Rab Noakes is a force to be reckoned with in the world of music in Scotland and beyond.
2015 has been eventful in unexpected ways and has not quite been the continuation to 2014 that was anticipated. Later in the year Rab’s most-recent, “21st Century Skiffle”, recordings will be issued as a Double-CD entitled I’m Walkin’ Here which will feature new songs many of which have been cited in reviews and attracted positive comment from audience and journalists alike.
Rab is hard to pin down in terms of influences. He is an accomplished songwriter whose songs reflect his lifelong interest in the popular song, in folk song and in songwriting. Alongside his acclaimed performance skills as applied to his own compositions his celebrated interpretations feature songs from sources as diverse as Elizabeth Cotten to Beck Hansen.
His professional life embraces such activities as media production. Rab is also elected to the Executive Committee of the Musicians’ Union so, at times, he’ll be representing the MU membership somewhere in the world.
In January 2015 Rab played a significant guest role in the prestigious Opening Concert at Celtic Connections, an orchestration of Martyn Bennett’s acclaimed Grit album by Greg Lawson.
As far as recordings go 2014 saw the CD release of two albums plus one EP. The 40th anniversary of Red Pump Special was issued, along with Demos and Rarities Vol 2 – Adventures With Gerry Rafferty. The EP Reunited, a performance-based clutch of songs with Barbara Dickson, is also now available.
So, 2014 was busy and productive for Rab. A sold-out January concert at Glasgow’s Celtic Connections featured the whole of the 1974 album Red Pump Special in the first half followed by selections from his newer songs in the second. This show was also delivered in a more stripped-down version in June.
Not to mention the creative collaborations. These include the Reunited tour with Barbara Dickson.
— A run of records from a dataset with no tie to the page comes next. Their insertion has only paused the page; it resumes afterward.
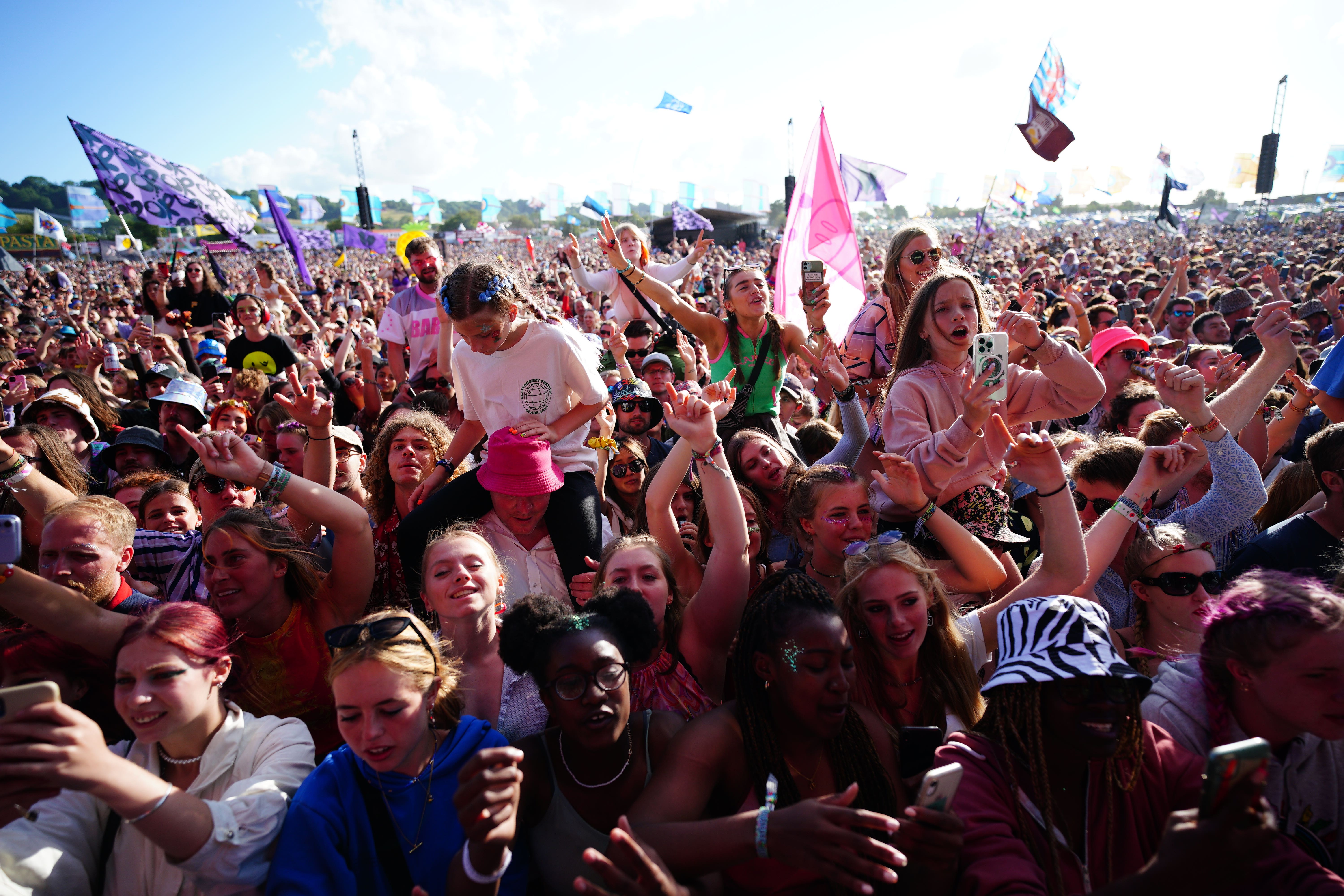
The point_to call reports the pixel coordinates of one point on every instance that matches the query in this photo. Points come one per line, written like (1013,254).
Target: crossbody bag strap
(390,855)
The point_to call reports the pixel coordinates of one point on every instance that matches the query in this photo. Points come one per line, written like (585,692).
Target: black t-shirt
(271,355)
(202,307)
(1298,543)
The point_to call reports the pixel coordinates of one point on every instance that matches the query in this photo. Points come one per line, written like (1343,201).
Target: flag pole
(975,246)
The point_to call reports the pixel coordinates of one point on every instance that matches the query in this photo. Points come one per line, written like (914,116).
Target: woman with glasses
(423,799)
(585,772)
(192,805)
(872,342)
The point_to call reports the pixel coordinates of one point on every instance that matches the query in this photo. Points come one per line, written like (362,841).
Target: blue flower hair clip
(494,288)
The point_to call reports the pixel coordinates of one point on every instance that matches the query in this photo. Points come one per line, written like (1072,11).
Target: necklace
(812,780)
(630,753)
(177,762)
(838,575)
(429,799)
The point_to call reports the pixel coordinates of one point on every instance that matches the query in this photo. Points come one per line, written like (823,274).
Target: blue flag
(287,233)
(596,206)
(673,104)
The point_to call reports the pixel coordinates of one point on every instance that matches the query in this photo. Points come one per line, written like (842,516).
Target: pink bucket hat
(1115,338)
(521,467)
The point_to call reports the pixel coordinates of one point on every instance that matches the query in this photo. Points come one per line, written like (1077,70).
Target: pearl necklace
(630,753)
(177,762)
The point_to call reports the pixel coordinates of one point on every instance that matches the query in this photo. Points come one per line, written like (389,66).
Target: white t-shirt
(544,377)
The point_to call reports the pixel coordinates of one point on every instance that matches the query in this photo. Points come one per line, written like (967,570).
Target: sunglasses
(890,536)
(622,469)
(345,637)
(1092,688)
(216,484)
(575,684)
(919,256)
(1100,506)
(1182,584)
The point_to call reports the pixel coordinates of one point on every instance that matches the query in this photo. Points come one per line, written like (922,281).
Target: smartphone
(814,275)
(1226,768)
(991,354)
(939,788)
(11,534)
(19,698)
(917,747)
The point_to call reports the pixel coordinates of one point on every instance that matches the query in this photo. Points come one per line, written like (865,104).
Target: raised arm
(351,577)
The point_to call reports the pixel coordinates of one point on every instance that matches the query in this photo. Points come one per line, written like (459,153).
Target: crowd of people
(366,585)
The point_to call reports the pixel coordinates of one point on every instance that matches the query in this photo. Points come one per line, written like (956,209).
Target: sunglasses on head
(619,471)
(919,256)
(343,637)
(1182,584)
(216,484)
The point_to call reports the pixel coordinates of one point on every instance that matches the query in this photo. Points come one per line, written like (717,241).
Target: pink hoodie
(923,421)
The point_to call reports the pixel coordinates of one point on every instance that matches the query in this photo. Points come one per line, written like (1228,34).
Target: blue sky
(517,95)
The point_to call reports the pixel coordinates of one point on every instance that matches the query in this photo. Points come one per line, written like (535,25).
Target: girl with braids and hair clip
(1271,667)
(1066,789)
(533,377)
(792,786)
(751,332)
(584,773)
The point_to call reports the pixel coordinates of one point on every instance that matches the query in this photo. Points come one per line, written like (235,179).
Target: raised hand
(900,481)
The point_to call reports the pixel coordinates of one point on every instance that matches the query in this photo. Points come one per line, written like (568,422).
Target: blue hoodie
(327,844)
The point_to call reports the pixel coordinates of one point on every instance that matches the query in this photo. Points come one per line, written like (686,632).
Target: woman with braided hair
(1066,789)
(792,738)
(1271,666)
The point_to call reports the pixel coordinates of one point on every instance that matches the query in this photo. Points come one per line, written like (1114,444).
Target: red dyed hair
(192,628)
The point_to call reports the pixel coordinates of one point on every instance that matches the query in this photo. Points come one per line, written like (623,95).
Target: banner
(821,226)
(161,191)
(357,238)
(87,209)
(866,181)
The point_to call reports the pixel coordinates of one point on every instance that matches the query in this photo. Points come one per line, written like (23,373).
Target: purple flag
(358,238)
(287,234)
(161,191)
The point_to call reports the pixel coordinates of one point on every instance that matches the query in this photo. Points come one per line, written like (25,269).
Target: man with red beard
(87,546)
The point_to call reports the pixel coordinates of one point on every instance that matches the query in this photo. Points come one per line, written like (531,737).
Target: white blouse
(248,774)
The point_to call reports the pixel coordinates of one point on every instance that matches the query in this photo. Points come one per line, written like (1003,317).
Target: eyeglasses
(1092,688)
(622,469)
(576,684)
(216,484)
(890,536)
(1100,506)
(1182,584)
(919,256)
(345,637)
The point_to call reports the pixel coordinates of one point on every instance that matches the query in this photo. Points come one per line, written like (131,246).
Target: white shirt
(550,370)
(248,774)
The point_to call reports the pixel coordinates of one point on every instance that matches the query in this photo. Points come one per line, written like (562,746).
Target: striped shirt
(174,563)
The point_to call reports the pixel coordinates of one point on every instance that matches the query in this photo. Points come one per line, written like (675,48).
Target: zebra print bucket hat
(1054,639)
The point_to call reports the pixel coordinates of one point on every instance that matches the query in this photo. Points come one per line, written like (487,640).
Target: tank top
(560,839)
(765,397)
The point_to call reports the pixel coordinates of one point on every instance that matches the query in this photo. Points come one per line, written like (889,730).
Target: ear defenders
(265,312)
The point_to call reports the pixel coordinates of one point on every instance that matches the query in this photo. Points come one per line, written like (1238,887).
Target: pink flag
(821,228)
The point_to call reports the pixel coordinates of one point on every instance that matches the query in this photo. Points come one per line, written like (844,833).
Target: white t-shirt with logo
(412,319)
(544,377)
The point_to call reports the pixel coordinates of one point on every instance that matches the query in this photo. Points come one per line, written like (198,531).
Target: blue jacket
(327,844)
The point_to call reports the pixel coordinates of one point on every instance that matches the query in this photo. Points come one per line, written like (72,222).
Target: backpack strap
(390,856)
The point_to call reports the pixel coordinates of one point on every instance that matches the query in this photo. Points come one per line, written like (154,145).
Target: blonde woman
(421,796)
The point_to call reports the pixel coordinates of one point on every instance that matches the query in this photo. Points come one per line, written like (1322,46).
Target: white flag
(45,225)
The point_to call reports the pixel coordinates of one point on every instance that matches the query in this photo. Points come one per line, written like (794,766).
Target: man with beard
(87,546)
(412,318)
(636,414)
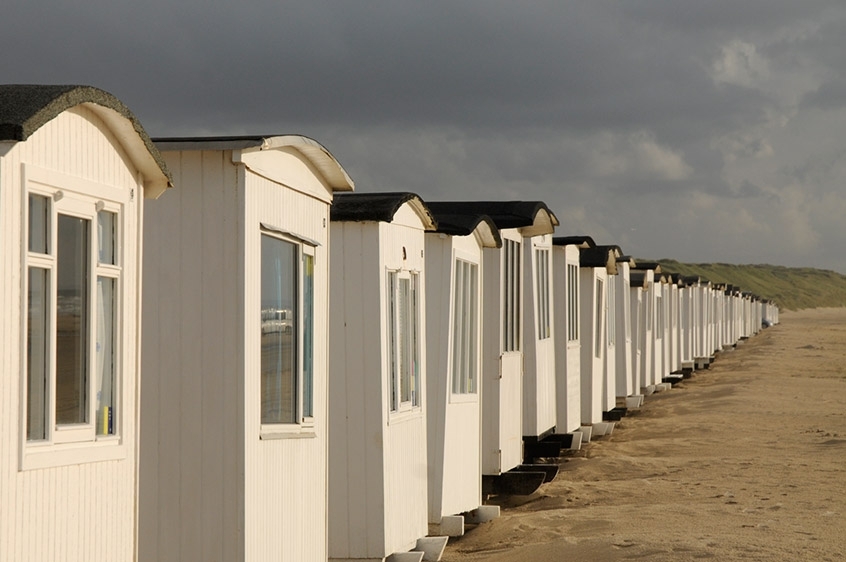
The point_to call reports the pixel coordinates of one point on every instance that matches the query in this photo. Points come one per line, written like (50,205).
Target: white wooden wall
(638,329)
(567,360)
(609,362)
(658,332)
(502,374)
(647,372)
(687,326)
(378,463)
(454,423)
(592,366)
(82,510)
(211,486)
(623,356)
(539,354)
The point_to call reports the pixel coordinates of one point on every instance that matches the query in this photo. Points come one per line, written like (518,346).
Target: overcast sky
(697,130)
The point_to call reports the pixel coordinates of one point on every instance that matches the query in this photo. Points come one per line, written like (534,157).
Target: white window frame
(75,197)
(396,404)
(543,258)
(304,426)
(573,303)
(468,335)
(599,317)
(511,299)
(611,311)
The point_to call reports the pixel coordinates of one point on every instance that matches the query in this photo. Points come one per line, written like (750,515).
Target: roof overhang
(26,108)
(318,156)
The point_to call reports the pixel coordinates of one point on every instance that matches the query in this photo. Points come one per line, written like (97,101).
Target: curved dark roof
(465,225)
(315,153)
(25,108)
(581,241)
(505,214)
(601,256)
(639,278)
(378,207)
(648,265)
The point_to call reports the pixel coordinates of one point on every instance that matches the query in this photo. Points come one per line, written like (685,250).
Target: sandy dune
(744,461)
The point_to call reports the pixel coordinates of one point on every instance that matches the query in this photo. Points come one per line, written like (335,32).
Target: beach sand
(743,461)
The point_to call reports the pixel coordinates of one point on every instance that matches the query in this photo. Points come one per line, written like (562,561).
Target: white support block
(431,547)
(413,556)
(576,442)
(483,514)
(603,428)
(451,526)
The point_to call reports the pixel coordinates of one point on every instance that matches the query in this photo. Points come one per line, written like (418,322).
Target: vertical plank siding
(211,487)
(591,365)
(539,351)
(567,360)
(82,511)
(622,315)
(502,372)
(285,479)
(378,470)
(453,421)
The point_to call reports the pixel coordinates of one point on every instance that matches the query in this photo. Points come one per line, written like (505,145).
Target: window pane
(572,302)
(278,331)
(611,310)
(414,356)
(457,328)
(105,356)
(542,289)
(473,332)
(511,293)
(405,325)
(465,330)
(308,335)
(36,353)
(106,221)
(393,335)
(72,264)
(598,319)
(39,220)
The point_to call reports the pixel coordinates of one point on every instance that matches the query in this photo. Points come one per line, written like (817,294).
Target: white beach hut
(702,348)
(518,354)
(623,318)
(660,332)
(648,371)
(567,302)
(613,330)
(76,171)
(595,265)
(689,319)
(234,392)
(639,281)
(453,362)
(378,464)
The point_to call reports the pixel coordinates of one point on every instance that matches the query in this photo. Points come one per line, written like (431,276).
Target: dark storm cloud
(708,117)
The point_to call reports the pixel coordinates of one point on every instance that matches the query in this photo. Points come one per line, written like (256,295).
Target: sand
(743,461)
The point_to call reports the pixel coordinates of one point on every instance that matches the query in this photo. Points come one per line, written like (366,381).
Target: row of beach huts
(319,374)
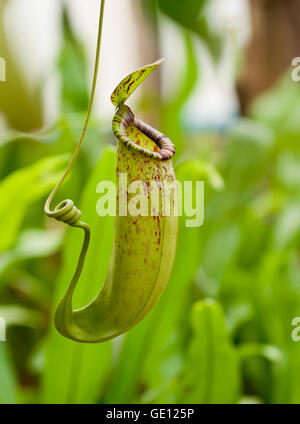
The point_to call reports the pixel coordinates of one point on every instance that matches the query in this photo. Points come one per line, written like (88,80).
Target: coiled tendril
(66,211)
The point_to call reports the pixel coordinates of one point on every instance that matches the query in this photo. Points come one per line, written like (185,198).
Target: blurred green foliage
(221,332)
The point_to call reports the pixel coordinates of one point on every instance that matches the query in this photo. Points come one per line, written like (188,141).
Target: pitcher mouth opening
(124,118)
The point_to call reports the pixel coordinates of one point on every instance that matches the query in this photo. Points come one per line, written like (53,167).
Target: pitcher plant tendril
(144,246)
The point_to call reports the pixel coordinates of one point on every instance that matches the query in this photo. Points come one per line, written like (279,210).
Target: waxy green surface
(143,252)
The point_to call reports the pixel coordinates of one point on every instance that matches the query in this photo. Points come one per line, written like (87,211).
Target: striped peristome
(124,118)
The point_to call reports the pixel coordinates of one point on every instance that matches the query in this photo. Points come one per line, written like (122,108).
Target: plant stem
(90,107)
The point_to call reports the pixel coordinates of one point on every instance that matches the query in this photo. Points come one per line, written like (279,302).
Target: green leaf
(191,15)
(130,83)
(74,372)
(8,384)
(20,189)
(31,244)
(211,373)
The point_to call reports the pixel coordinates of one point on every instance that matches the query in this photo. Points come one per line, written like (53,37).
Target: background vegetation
(221,332)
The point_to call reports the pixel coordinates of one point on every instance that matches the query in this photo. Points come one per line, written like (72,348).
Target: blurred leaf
(287,226)
(191,15)
(8,383)
(172,109)
(211,373)
(269,352)
(17,315)
(31,244)
(20,189)
(200,170)
(73,70)
(82,369)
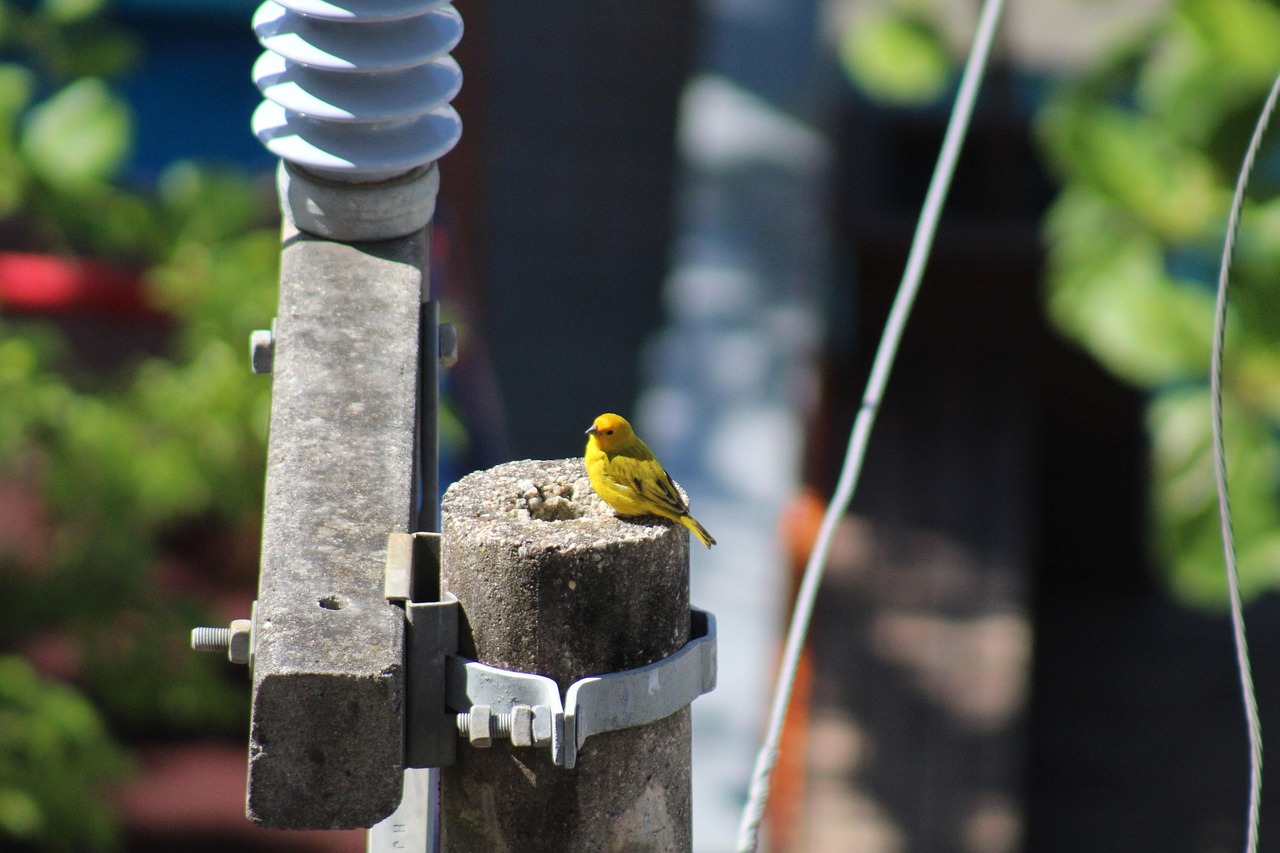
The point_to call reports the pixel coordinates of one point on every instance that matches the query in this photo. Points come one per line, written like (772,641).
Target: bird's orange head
(611,432)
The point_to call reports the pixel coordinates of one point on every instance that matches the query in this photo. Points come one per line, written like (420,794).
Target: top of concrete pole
(540,562)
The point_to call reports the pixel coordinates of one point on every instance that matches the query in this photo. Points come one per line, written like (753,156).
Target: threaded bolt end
(210,639)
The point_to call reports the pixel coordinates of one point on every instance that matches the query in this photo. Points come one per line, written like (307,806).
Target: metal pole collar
(528,710)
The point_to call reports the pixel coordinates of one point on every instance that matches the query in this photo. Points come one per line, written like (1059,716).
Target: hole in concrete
(548,501)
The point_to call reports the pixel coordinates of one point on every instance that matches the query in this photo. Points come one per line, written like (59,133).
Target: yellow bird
(629,477)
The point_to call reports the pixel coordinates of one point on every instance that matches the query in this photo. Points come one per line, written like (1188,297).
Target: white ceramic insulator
(357,91)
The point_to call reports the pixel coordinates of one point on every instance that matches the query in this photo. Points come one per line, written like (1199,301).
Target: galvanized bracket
(430,738)
(449,696)
(526,708)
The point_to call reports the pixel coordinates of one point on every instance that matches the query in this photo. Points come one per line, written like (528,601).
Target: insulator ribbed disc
(357,90)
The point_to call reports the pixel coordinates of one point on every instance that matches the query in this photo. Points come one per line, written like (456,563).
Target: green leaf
(71,10)
(896,58)
(1107,290)
(78,137)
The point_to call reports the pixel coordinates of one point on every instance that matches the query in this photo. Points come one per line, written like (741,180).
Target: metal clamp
(526,708)
(483,703)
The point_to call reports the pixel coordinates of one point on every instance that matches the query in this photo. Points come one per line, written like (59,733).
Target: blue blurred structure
(732,377)
(192,94)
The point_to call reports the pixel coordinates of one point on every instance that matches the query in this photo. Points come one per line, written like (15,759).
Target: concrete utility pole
(551,582)
(357,109)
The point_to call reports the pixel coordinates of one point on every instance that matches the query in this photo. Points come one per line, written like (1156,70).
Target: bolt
(236,642)
(210,639)
(261,351)
(448,345)
(481,725)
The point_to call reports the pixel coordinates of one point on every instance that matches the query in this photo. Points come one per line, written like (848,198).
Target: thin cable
(958,127)
(1224,503)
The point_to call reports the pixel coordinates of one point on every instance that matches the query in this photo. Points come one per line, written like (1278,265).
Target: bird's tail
(699,530)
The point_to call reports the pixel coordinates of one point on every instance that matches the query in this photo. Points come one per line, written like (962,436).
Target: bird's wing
(652,482)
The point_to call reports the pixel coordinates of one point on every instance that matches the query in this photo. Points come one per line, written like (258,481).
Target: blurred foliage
(1147,146)
(127,461)
(896,58)
(51,726)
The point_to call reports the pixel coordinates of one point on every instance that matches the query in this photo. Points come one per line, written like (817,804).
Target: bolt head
(448,337)
(522,726)
(241,648)
(261,351)
(479,725)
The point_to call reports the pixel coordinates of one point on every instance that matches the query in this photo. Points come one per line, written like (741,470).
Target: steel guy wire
(1224,503)
(922,243)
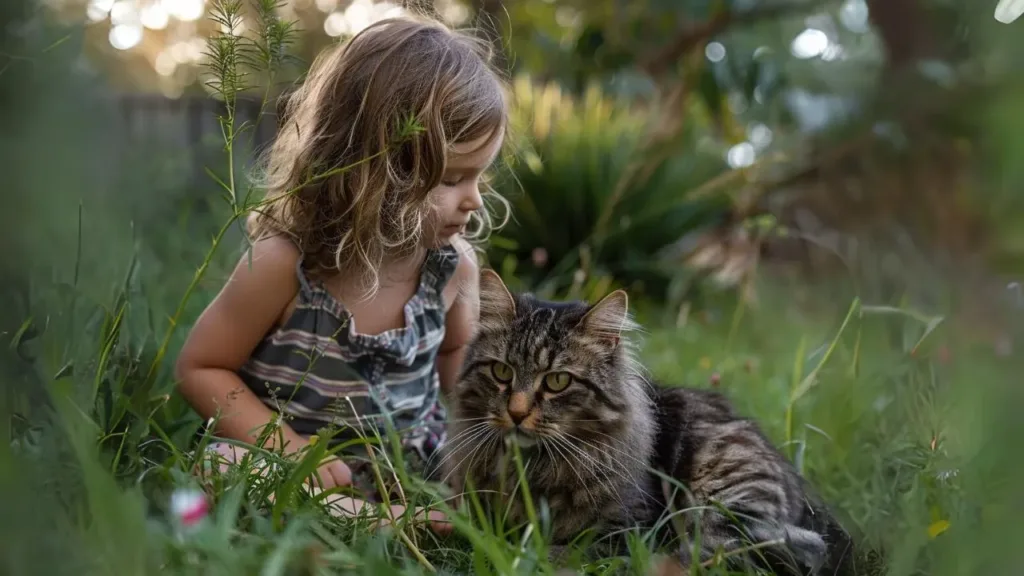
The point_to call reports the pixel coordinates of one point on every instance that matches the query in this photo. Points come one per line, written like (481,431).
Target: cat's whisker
(590,463)
(476,436)
(608,446)
(616,464)
(485,441)
(554,444)
(454,442)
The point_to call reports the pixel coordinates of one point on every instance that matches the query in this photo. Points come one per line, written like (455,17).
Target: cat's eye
(557,381)
(501,372)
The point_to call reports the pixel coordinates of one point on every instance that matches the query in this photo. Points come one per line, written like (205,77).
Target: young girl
(359,294)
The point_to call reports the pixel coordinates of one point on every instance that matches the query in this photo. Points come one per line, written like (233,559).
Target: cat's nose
(518,407)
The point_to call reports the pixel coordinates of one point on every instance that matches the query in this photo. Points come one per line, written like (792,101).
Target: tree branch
(692,36)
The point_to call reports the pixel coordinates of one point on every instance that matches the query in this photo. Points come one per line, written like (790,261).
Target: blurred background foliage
(713,157)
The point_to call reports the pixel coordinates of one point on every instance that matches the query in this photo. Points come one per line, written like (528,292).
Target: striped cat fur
(561,380)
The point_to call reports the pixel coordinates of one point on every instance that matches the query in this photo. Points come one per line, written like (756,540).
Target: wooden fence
(189,126)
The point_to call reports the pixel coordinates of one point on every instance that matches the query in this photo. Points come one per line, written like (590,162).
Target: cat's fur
(590,448)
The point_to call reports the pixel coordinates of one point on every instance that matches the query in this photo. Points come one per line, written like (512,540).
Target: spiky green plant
(581,221)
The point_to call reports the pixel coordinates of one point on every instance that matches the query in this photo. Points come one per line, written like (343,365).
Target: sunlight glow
(741,155)
(1009,10)
(327,5)
(809,44)
(715,51)
(154,16)
(854,14)
(124,12)
(125,36)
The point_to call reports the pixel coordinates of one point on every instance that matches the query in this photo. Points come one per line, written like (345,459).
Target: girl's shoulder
(267,275)
(465,272)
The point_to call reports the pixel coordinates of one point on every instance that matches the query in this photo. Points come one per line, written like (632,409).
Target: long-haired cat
(560,379)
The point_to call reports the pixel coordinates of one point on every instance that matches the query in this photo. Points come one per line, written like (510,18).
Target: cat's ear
(497,305)
(608,318)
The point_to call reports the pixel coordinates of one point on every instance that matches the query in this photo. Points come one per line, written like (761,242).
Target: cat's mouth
(524,440)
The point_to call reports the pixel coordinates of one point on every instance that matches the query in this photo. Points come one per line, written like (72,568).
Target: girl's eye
(501,372)
(557,381)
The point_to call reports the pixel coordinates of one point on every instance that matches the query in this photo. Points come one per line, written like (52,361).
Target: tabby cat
(560,380)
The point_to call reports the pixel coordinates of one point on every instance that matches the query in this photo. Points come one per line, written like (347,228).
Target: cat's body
(559,380)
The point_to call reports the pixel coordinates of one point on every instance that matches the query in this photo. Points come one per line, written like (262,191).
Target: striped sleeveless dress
(320,372)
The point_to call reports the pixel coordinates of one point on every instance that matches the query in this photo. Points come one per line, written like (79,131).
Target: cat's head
(553,371)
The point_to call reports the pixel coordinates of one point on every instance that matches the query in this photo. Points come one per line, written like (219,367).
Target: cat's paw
(668,566)
(557,554)
(809,547)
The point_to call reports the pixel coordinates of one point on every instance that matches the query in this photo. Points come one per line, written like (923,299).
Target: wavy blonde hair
(344,178)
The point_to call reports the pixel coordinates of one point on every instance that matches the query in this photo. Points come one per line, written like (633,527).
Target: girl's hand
(333,474)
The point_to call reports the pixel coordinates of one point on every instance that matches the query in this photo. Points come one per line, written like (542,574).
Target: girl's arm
(250,304)
(460,324)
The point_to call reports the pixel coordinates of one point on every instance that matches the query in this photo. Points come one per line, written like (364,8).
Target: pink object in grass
(189,506)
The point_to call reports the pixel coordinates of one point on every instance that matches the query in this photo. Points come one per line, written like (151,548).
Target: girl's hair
(346,177)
He has also been touring with acclaimed Gaelic singer Kathleen MacInnes with a variation on their ‘Love, Ballads and Murder’ show.
Rab’s first fully-professional engagements were in 1967. Almost 50 years and 20 albums later he remains a vital, popular, prolific and acclaimed songwriter and performer.
Constant highlights in his performing life have been a continually well-received series of solo shows plus the production of, and performance in, celebratory commemorative concerts on Gerry Rafferty and Michael Marra.
Rab’s first album Do You See The Lights? was released in 1970. Thirty years later in the year 2000 he, along with his wife Stephy, formed their own record label, Neon, and produced a couple of new releases. Before he and Stephy set up Neon in 1995 he spent an eight-year spell at the BBC where he produced music and entertainment shows radio in Manchester for Network Radio and subsequently headed the entertainment department at Radio Scotland. A formal job in that medium was appropriate as the radio had played a major part in Noakes’ creative development from an early age.
A relationship with Gerry Rafferty continued from the time Rab was a founder member of Stealers Wheel. He played guitar on one of Rafferty’s later albums, ‘Over my Head’.
So, further into the 21st century you’ll most likely find Rab on the road, playing in a town near you, either solo or in one of his creative collaborations.
It’ll be some time yet until he stops making songs, TV and radio programmes or some other creative noise.